Can see from the traces that this is happening while StreamApiError is being constructed and populated with a stack, so I suspect that's how it ties into your localization of the problem, but it's almost impossible to diagnose further without a symbolicated stack trace. If you can repro this in a build with symbols, that would go a long way to allowing us to help further.
I would be happy to help! Where can I get a build with symbols?
That would really depend on your build system and I don't think I know the answer. If you're using Gradle, I would possibly look at the doNotStrip setting under packagingOptions and trying to omit .so's.
Yes, I'm using Gradle. Will try this now, thank you!
Sorry, I couldn't get build with symbols to work.
But I have an update: I can confirm that the freeze happens in Error.captureStackTrace
function, because commenting it out from getstream
library JS code fixes the issue.
Hi @sesm,
Would you be able to provide a complete repro for this issue? Otherwise we won't be able to investigate.
John Paul
@jpporto I will try to reproduce it on a fresh project with the same version of getstream
library. Will get back to you with the results.
@jpporto reproducing the issue turns out to be very easy: any error in getstream
library causes this, even connect('', '');
Please see example app here: https://github.com/sesm/rn-gestream-freeze
Here is the line of code that seems to cause it: https://github.com/GetStream/stream-js/blob/main/src/errors.ts#L21 , looks like a recursive construction.

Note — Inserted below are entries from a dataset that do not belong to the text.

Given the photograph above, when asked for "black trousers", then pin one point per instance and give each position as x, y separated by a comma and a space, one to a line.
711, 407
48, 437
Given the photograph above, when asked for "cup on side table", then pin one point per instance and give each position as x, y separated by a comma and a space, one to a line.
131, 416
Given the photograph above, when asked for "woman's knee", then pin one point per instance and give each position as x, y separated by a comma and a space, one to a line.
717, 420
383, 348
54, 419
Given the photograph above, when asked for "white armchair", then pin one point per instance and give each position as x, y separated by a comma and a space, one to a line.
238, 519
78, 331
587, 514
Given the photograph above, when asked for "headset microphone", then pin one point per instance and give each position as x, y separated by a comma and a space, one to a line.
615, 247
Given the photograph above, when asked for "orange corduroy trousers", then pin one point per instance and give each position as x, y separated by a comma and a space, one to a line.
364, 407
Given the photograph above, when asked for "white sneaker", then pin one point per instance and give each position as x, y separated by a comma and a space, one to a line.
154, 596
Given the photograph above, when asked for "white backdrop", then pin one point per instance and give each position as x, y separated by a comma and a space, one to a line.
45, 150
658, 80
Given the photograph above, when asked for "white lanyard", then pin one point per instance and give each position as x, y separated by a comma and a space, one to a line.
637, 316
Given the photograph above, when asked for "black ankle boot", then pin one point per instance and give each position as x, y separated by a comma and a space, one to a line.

Also, just checked: the issue is not reproducible in JSC, because JSC doesn't have Error.captureStackTrace
, so that line is skipped.
Thanks for all your help. 2 things:
- there is indeed a bug in Hermes that causes
Error.captureStackTrace
to loop infinitely. - there is a bug in GetStream's
AbstractError
constructor. The call should beError.captureStackTrace(this, AbstractError)
, and notError.captureStackTrace(this, AbstractError.constructor)
.
You should expect a fix for 1 soon, and once it lands you can make an ask for the react native team to include it in a dot release.
John Paul
Thanks a lot!
Hey, I just bumped into this on RN 0.71.4, I couldn't find any PR related to this. Is it already fixed? I would love to help but I'm probably not qualified enough. ๐
This was fixed by this commit. I am not sure it is part of RN 0.71.4. @cortinico can you confirm either way?
@jpporto Oh, I see, the tag has RN0.72.0
in the name, so I'm assuming it will be released only in that version. According to RN changelog, the last time hermes was updated is in 0.71.4
. Thank you!
I am not sure it is part of RN 0.71.4. @cortinico can you confirm either way?
It's not. That will land in 0.72
I just tested on 0.72.0, it's working fine now :) Thank you!